One consequence of Chinese anti-intellectualism is that social sciences as understood and practiced in the West have never flourished in China. Seldom does a Chinese intellectual “examine, ponder, wonder, theorize, criticize, or imagine”—the essence of social science research—because such intellectual pursuits carry the risk of offending governmental/scholarly authorities. Thus arts and humanities—particularly literature and textual criticism—have been the favorites of Chinese intellectuals, because these subjects, as understood by many Chinese, not only seem to require the least exercise of critical intellect, but also offer a spiritual escape for those who are unwilling to join in the chorus of anti-intellectualism.

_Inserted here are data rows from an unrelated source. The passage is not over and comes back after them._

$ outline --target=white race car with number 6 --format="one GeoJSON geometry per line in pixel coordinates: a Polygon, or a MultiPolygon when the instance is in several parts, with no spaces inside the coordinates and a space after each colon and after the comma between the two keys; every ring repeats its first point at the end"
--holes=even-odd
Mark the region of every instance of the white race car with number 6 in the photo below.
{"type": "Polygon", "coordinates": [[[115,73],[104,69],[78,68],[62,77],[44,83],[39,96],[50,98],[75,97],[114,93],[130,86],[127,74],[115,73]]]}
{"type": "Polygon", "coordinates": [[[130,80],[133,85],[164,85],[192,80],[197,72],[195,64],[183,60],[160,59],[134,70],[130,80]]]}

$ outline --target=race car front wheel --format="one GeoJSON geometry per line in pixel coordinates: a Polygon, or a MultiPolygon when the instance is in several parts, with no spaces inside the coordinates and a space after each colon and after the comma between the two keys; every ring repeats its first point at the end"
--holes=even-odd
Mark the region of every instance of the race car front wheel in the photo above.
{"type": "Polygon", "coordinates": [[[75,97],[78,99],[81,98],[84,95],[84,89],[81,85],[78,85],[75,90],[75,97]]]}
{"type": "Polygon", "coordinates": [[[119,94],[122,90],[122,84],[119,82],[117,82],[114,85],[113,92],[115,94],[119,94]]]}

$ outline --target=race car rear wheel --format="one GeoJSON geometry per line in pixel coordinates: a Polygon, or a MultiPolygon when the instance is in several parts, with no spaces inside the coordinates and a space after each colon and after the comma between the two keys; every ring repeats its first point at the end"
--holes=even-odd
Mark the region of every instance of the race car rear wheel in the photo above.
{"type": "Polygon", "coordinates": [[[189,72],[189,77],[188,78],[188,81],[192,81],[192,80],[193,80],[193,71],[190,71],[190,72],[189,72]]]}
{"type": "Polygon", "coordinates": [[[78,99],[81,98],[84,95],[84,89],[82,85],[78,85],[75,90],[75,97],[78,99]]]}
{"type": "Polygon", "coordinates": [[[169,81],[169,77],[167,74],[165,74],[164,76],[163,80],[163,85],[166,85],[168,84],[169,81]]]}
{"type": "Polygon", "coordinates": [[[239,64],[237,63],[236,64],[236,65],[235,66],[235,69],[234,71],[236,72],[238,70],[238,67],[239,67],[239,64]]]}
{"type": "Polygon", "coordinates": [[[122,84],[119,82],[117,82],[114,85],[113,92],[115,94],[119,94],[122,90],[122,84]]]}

Confucianism is no longer the ruling ideology of China, but anti-intellectualism remains a potent force in Chinese life. To be an intellectual is to be “critical, creative, and contemplative,” yet an increasing number of contemporary Chinese intellectuals seem to have given up on the life of the mind. Instead they indulge themselves in the exact opposite of intellect: being uncritical, uncreative, and unreflective. They have degenerated, as one Chinese commentator put it, into “pseudo-intellectuals” characterized by bureaucratization, factionalism, money worship, and plagiarism.

Unsurprisingly, social science research by many Chinese scholars—both ancient and contemporary—tends to be descriptive and repetitive, lacking in analytical depth, theoretical innovation, methodological rigor, and critical engagement with existing literature. Small wonder that a Chinese school of international relations—to take one notable example—is conspicuous by its absence.

Another manifestation of anti-intellectualism is the growing appeal of officialdom to a large number of Chinese intellectuals. There is nothing wrong for intellectuals to serve in government; but against the backdrop of Confucian prescription for deference to authority, a Chinese intellectual in government is more likely to justify and defend government policies than to criticize them. To be critical is not the same as being anti-government, but in the long shadow of Confucianism, the two are usually conflated. To be critical is to be politically incorrect and—by extension—punishable. More importantly, once political power and the privileges that comes with that power become an end in and of itself, an intellectual is no different from a politician.

Thanks to Donald Trump, both American and Chinese observers are reflecting upon anti-intellectualism in their own country. Hopefully such reflections will lead to a renewed appreciation of the value of intellect, and all the good things that come with the exercise of intellect.